Stretchy clothing began to sneak its way into my repertoire: the stretchy velvet ankle-length skirt, the stretchy faux suede button down shirt, the stretchy Seven for All Mankind jeans that were stretched to the point where I couldn't pull them all the way up over the ass that I refused to look at in the mirror. I wore them anyway. Still trying to sell the Look at That Hot Mom" persona, even if it didn't include "a High Power Career", I would go to events at my kids' schools, wearing my long TeenFlo jackets with long stretchy skirts, the jackets open because I could no longer button them. When I came down with a terrible case of orbital cellulitis (a really, really bad eye infection), I donned a pair of Jackie O sunglasses and went to the Mock Seder at the Hebrew School anyway and then checked myself into the hospital the next day, where I was placed into isolation due to post-chemotherapy immune deficiency (in medical jargon: neutropenia).
And so began the next costume change: Yoga Lauren. This one is easy to describe. Yoga pants and a camisole. Every day. With high platform shoes. It lasted quite a long time. It still is there, but another look is trying to emerge, one which involves really good jeans and really flattering tops, and mostly one which does not always involve the yoga, one which allows me to move about freely in my city without strangers coming up to me and asking me if I am a yoga teacher (Flattering? yes. Creepy? Absolutely). And this is where I am stuck.
Hence, I need a stylist.
Anyone?
YC
4 comments:
Aaah, always remaking ourselves. It's a bit scarey (who do you really want to be? and have you dug your heels in too deeply into one niche, such that who you are (or want to be) is apparent from what you wear, alone?), but a bit exciting, too, aye?
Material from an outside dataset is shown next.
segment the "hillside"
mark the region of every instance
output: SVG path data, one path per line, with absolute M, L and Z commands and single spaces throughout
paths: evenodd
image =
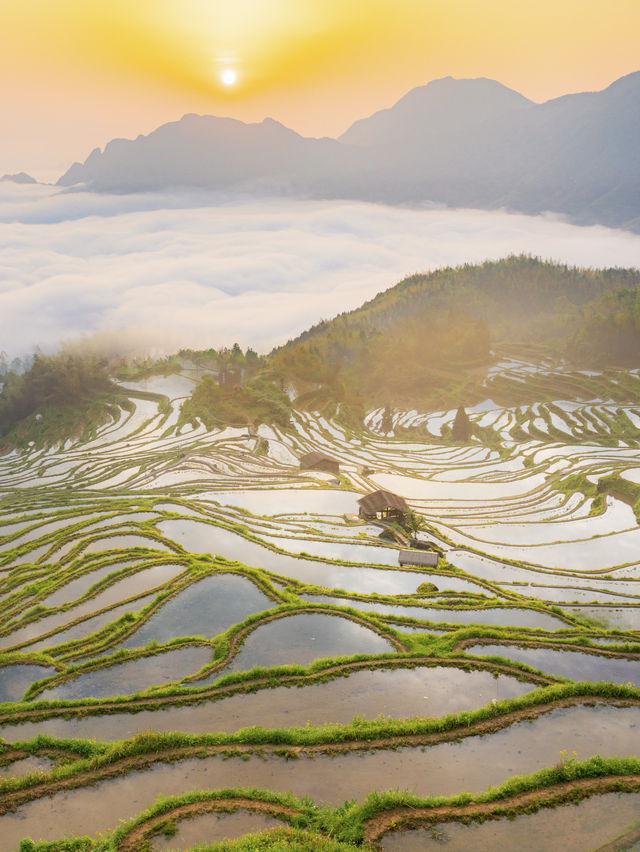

Time to get rid of those platforms....you are not 12 anymore! As always, I could help you out, but in the past few years I have fallen out of fashion mode. Probably b/c my mom is no longer dressing me or paying for me or maybe b/c I do not find it important anymore.
Your sister in law (yes, that one)
Said mom left me a message to the effect that I am quite the Eliza Doolittle or some such. I think she is referring to my blossoming from daughter-in-law to art-consultant's client for an afternoon in West Chelsea. Next time, YOU'RE on the schedule!
My friend Bruno in SF could fly in for a consult...while he is a now theology student at the ripe age of 50, he once said of some very cool shoes he was wearing, in reponse to my comment - "comfort is not the point."